We've done it 2 years ago but we took the ferry and stayed in a house of a friend. We never saw any other hunters till we were leaving.


----------



## secerator (Feb 8, 2017)

*Sapelo first hunt*

Going with 2 friends for about 3 days. I don't know all the details of the hunt yet, but I'm researching all I can on the net before we get there. 
One of my friends been there before. 

Where can I find more info about the March hog hunt on Sapelo? Dates, rules, what is different than the other earlier hunts?


----------



## michaelmiracle (Feb 9, 2017)

I think there's some threads on here somewhere about that hunt. Near as I can tell, the biggest difference in this hunt and the quota hunts they do in the fall are that this one...the sign in hog hunt...is unsupported by the DNR guys. Which means no generator (or fresh water), no hauling you to your spot or hauling your kill back to camp. Lots of walking. Pretty much you're on your own along with the other hunters. Which would be pretty cool if you're really into planning for it and roughing it.
The hunt is March 1-15. I think regular WMA rules apply; hunter orange, no baiting, no night hunting, no dogs, etc.


----------



## Shanewomack1234 (Feb 9, 2017)

So can anybody attend this hunt as long as they sign-in?


----------



## michaelmiracle (Feb 11, 2017)

Shanewomack1234 said:


> So can anybody attend this hunt as long as they sign-in?


Yes sir.


----------



## secerator (Feb 28, 2017)

We should be there on Thu (March 2nd).
This time of the year, are there mosquitoes, snakes? I'd rather not wear my snake boots as there will be a lot of walking. 

Temps:
Thu: 65/47
Fri: 69/48
Sat: 60/53

Also not sure if I should take my climber or not...

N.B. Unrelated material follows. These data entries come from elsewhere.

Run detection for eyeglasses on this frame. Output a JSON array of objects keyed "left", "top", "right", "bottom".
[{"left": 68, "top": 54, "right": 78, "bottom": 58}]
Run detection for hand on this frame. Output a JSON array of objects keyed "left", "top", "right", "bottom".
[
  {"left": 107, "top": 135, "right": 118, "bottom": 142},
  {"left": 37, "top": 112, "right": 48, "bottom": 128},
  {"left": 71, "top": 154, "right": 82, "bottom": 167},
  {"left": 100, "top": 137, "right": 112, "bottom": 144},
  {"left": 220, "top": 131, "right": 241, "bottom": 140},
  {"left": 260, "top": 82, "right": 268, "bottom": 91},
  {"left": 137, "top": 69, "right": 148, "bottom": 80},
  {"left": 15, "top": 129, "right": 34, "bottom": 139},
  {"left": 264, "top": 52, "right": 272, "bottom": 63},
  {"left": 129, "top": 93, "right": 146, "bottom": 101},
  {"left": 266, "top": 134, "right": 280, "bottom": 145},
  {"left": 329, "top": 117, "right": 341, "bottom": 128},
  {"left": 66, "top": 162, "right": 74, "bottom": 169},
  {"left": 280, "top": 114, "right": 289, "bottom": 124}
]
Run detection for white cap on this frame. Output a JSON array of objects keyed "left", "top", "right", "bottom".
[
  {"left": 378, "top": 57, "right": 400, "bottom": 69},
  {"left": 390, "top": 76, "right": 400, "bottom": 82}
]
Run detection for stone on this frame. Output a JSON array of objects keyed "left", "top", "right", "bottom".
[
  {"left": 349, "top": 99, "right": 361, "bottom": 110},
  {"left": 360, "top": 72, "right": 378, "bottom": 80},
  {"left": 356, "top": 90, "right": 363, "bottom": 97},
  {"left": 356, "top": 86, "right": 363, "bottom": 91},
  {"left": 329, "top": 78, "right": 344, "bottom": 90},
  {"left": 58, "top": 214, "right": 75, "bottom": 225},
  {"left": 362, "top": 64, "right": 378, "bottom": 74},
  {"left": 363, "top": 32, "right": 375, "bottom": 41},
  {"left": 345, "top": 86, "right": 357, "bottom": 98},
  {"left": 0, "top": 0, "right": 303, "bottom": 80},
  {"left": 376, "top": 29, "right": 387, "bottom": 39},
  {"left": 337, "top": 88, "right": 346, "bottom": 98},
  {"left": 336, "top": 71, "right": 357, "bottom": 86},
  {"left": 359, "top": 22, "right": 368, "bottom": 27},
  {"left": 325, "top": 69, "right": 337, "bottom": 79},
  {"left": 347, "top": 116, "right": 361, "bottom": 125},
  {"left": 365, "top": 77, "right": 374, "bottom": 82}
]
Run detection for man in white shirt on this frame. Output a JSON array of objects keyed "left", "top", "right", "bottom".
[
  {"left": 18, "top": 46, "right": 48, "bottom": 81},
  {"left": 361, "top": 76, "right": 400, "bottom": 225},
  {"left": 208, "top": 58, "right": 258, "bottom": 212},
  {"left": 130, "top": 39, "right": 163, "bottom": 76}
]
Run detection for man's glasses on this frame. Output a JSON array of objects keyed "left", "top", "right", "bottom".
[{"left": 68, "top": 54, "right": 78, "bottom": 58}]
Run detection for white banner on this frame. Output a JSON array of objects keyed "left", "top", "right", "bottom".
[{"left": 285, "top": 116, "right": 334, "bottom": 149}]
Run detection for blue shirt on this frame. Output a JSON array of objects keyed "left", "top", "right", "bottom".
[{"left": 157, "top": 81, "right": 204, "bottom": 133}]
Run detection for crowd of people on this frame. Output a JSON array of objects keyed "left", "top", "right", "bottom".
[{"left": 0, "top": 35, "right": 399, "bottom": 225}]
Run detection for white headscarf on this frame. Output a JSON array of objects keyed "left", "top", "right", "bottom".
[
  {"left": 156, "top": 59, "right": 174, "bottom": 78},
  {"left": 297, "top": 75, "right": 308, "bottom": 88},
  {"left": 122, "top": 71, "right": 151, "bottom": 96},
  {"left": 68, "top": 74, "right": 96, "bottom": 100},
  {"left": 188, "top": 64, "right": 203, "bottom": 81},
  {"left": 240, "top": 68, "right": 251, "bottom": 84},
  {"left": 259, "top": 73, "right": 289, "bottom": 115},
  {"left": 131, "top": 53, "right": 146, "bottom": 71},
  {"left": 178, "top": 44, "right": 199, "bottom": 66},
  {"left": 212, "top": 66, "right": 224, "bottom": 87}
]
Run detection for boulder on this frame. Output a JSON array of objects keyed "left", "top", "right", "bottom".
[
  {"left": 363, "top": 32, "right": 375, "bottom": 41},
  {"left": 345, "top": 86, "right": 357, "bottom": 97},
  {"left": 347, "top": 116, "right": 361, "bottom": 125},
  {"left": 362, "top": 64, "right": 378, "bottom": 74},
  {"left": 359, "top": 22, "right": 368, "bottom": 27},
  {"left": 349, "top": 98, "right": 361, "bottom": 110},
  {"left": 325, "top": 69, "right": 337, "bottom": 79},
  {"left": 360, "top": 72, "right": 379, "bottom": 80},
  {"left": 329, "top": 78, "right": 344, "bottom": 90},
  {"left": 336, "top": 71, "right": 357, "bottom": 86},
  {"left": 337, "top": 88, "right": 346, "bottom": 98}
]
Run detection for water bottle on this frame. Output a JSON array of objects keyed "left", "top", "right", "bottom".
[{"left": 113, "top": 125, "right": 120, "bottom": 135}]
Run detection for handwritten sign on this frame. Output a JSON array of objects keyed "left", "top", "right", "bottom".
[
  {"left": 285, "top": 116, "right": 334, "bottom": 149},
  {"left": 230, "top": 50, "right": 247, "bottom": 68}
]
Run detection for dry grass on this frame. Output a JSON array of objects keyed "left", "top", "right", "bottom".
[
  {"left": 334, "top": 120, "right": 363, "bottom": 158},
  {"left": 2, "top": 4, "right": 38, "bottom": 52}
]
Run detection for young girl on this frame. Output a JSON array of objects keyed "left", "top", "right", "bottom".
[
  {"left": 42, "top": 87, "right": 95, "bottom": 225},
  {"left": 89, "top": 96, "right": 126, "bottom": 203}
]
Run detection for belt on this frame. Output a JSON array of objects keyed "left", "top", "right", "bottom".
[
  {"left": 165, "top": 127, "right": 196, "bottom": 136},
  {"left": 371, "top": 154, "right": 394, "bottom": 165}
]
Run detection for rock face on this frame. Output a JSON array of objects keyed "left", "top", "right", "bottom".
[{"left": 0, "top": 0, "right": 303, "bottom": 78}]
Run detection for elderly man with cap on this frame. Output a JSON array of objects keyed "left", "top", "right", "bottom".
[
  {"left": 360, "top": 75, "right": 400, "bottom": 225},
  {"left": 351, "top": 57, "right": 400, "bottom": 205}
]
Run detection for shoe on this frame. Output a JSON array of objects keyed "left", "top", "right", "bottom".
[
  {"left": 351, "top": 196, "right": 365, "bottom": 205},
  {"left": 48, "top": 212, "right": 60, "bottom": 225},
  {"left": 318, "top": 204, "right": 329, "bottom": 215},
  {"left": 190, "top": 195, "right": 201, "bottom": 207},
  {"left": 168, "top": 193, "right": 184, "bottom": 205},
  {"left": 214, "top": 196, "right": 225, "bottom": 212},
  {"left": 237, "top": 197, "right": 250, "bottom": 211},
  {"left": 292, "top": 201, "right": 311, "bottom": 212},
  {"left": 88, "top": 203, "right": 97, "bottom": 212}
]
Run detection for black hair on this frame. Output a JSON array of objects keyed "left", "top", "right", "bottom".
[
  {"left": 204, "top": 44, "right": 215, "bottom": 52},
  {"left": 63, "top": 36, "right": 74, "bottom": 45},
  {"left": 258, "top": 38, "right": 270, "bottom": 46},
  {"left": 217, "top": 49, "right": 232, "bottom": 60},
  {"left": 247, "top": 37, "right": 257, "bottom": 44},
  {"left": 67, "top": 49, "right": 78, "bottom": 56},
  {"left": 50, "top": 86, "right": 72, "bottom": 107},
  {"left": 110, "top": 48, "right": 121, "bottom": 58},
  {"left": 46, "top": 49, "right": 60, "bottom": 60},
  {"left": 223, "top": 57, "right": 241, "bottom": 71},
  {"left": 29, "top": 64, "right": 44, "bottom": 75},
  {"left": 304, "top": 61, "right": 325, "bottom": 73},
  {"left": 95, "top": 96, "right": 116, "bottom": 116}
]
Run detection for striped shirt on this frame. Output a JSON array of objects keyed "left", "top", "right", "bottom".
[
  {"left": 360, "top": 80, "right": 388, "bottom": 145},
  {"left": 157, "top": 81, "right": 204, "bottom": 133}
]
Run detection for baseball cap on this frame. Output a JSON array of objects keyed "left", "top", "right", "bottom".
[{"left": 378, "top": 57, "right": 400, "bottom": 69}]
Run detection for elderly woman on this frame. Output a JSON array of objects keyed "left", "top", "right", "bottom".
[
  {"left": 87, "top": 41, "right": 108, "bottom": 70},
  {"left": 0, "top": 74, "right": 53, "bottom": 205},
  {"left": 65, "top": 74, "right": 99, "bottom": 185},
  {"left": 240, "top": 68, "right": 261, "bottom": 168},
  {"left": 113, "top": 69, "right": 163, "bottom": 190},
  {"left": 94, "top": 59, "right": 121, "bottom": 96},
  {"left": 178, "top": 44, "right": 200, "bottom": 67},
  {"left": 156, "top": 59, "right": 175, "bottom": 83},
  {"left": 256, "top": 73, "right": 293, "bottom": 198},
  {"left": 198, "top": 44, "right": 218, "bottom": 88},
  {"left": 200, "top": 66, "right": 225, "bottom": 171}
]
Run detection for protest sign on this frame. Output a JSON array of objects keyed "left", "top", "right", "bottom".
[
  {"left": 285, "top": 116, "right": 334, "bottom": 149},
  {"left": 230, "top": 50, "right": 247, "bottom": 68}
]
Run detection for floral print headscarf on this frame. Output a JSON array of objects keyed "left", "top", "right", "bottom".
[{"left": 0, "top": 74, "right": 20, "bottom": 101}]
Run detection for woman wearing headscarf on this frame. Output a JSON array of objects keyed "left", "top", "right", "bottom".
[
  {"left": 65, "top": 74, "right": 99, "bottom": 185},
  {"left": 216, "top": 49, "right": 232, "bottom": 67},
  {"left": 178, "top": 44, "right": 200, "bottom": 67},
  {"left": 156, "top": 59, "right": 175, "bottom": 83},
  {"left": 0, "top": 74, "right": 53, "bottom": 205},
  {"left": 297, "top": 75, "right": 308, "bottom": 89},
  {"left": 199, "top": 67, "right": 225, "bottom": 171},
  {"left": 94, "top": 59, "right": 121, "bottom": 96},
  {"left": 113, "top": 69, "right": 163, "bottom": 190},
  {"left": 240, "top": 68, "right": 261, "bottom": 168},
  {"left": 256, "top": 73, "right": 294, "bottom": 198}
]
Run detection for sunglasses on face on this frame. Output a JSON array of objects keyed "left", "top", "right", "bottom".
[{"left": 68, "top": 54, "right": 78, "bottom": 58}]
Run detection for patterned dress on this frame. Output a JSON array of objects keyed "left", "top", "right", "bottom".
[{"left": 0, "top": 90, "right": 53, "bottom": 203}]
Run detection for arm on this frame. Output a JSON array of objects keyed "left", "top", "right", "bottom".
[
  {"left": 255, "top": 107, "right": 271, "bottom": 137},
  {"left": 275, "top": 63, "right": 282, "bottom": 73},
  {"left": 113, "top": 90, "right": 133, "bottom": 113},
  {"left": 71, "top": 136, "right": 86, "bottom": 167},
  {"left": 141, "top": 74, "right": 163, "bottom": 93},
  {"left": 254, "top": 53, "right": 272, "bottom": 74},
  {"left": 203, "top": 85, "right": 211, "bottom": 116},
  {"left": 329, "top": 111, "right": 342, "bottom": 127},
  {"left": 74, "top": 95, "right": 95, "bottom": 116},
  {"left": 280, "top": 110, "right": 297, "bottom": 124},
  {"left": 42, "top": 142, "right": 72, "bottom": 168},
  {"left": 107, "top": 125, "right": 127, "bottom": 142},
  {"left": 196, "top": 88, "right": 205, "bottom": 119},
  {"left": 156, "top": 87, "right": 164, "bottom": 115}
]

I have a cooler about 100qt. It has wheels on one end. Will it be allowed on the ferry?


----------



## OmenHonkey (Mar 1, 2017)

secerator said:


> We should be there on Thu (March 2nd).
> This time of the year, are there mosquitoes, snakes? I'd rather not wear my snake boots as there will be a lot of walking.
> 
> Temps:
> ...





Sand gnats will be worse than mosquitos, Take some skin so soft to help with them and of course a thermocell. Yes you can take the cooler on the ferry. You will probably have to pay for a ride to the campsite so take some cash. There is a small store on the island also. It has very minimal stuff tho. I would pay the driver to comeback and check in with ya at a predetermined time. Good luck!!


----------